Employment Agency Insurance · Insurance

Sorting Through Employment Agency Insurance Issues

Staffing agencies are unique in that they offer flexibility to an employer that is grappling with temporarily filling positions for workers on leave, either on vacation, sick, or simply dealing with personnel needs. There are certain advantages to outsourcing labor, and some companies have found that they appreciate having the ability to quickly add viable candidates to assist with their production, or simply bring in an employee with capable credentials for a short-term contract. Employers will often use temporary staffing as a bridge to providing individuals with full time employment.

The staffing industry and related insurance concerns

Both companies that provide staffing services and Professional Employment Organizations (PEOs) are rather large industries, and there are a number of them operating throughout the US that may not receive the type of insurance information and expertise that these employment companies are sorely in need of in order to help mitigate risk. Agencies that can provide the types of products and services to help in dealing with these types of issues can greatly enhance these business models, thereby reducing their losses and helping these businesses succeed.
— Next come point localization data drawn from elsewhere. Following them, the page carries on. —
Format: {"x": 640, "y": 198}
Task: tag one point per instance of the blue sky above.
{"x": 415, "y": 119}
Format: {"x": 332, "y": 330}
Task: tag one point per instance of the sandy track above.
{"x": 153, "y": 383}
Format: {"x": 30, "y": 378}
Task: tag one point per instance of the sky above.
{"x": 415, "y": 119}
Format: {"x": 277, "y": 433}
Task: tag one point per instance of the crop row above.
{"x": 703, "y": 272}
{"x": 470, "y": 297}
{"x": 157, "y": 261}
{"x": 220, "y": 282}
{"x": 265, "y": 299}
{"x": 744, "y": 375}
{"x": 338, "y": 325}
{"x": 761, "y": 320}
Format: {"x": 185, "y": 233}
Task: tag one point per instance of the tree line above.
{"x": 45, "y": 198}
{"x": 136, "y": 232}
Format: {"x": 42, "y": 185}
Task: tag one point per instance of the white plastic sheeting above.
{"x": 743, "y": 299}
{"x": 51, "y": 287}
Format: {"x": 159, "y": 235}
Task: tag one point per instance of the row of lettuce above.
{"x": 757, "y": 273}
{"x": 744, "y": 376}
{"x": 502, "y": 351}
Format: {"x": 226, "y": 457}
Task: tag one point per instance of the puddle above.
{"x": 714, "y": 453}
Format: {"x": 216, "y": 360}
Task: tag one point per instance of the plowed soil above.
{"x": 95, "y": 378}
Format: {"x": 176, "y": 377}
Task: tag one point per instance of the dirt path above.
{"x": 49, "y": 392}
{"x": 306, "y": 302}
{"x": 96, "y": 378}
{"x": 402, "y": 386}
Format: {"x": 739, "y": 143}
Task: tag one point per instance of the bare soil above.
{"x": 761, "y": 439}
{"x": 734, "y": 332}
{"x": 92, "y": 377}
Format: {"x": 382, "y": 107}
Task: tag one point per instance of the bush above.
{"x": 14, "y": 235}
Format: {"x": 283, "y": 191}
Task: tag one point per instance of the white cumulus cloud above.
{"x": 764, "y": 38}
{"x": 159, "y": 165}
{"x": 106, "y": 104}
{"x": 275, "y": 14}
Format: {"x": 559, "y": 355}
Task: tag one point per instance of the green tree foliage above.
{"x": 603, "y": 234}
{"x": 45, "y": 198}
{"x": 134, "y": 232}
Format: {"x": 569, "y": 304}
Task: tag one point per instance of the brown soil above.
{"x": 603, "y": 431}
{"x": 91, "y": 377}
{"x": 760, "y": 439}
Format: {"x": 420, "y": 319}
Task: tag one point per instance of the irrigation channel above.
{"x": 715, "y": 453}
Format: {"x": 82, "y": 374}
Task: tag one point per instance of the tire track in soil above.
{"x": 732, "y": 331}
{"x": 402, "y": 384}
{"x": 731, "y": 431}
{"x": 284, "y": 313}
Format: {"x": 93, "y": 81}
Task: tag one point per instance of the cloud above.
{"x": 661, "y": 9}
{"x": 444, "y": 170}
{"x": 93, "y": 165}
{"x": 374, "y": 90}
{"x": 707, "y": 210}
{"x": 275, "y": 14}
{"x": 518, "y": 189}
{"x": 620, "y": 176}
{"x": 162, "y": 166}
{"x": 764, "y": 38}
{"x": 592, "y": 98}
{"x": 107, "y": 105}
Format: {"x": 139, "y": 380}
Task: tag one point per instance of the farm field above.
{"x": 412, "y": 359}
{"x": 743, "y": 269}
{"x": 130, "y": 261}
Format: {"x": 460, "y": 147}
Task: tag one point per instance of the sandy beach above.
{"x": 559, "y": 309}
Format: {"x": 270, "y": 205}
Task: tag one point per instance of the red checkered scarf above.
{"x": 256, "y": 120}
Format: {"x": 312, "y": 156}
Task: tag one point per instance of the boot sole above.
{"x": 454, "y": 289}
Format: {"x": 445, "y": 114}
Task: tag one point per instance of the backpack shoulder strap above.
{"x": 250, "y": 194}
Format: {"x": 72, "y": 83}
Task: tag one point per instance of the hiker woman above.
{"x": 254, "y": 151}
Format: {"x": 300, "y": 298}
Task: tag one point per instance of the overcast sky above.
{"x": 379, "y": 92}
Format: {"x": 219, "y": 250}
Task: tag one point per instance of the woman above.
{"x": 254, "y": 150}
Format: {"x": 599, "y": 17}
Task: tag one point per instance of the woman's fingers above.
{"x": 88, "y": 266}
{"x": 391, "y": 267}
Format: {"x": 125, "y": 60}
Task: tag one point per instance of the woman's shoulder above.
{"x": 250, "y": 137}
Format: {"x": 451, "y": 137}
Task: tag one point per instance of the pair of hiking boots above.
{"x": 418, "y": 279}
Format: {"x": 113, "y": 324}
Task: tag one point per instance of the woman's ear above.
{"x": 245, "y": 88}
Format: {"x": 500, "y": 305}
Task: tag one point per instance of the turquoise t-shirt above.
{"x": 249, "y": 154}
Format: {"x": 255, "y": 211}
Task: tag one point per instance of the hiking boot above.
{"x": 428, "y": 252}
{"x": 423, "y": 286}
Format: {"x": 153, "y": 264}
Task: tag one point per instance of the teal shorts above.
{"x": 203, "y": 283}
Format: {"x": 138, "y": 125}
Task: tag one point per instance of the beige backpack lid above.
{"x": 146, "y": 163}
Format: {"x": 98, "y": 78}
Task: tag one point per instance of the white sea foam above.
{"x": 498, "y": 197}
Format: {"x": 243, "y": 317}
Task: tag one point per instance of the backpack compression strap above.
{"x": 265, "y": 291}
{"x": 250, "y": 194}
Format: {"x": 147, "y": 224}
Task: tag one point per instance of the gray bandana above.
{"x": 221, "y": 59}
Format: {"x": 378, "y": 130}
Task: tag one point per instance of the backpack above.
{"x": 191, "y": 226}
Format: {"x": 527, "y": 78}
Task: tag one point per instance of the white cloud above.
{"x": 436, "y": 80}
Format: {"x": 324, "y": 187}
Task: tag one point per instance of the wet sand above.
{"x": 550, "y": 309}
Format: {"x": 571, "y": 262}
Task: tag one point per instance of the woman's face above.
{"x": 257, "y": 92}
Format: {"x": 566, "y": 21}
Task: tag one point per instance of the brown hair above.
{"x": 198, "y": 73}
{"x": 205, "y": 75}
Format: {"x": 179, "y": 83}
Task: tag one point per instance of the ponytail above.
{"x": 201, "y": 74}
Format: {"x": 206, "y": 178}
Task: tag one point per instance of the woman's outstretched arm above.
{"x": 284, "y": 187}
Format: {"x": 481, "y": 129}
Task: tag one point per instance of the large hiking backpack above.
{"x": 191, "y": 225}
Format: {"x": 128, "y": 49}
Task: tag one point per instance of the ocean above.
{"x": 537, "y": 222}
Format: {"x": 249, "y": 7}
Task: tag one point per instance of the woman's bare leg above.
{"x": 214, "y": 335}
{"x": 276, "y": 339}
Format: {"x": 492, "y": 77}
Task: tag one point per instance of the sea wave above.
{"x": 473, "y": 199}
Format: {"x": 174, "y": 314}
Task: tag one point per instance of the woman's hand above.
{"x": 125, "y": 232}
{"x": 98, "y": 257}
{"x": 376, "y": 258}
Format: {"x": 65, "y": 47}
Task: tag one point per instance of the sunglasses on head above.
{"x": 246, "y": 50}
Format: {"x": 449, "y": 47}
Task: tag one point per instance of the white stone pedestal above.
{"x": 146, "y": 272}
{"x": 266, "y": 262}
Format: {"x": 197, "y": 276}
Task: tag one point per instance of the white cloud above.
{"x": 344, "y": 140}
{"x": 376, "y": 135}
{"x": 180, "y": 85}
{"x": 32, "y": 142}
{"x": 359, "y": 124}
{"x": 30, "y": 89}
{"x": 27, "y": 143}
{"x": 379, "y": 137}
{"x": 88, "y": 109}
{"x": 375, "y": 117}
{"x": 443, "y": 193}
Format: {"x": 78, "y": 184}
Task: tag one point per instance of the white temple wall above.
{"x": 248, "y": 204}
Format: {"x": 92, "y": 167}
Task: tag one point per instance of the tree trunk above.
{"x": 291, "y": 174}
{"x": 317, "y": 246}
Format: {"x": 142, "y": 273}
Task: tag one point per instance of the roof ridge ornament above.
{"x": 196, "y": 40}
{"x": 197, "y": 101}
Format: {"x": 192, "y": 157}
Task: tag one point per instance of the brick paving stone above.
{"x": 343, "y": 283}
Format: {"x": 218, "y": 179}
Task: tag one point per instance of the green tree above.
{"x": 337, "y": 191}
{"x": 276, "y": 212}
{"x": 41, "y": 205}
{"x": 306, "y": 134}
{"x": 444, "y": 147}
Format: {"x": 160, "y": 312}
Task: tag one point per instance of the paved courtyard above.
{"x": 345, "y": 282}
There are a variety of risks and exposures associated with running an enterprise of this type and unfortunately quite a few insurance carriers still experience difficulties when it comes to providing adequate employment agency insurance solutions to some of these entities. A company that provides workers to another company has increased exposures and some uncertainties when it comes to coverage concerns.

The reason for the concerns and confusion is understandable. Underwriters often want to know specifics about the types of jobs and the work being performed in order to determine just what the coverage needs are for PEOs and staffing agencies. For example, what will the employee be doing at the job site? How long will they be employed there? Do they have the proper training for the job and are there any safety issues pertaining to the job site?

This sort of ambiguity requires agents and insurance carriers with some knowledge about the ins and outs of this dynamic industry in order to better serve them. Someone who can perhaps suggest a risk management program tailored to fit the needs of this business sector.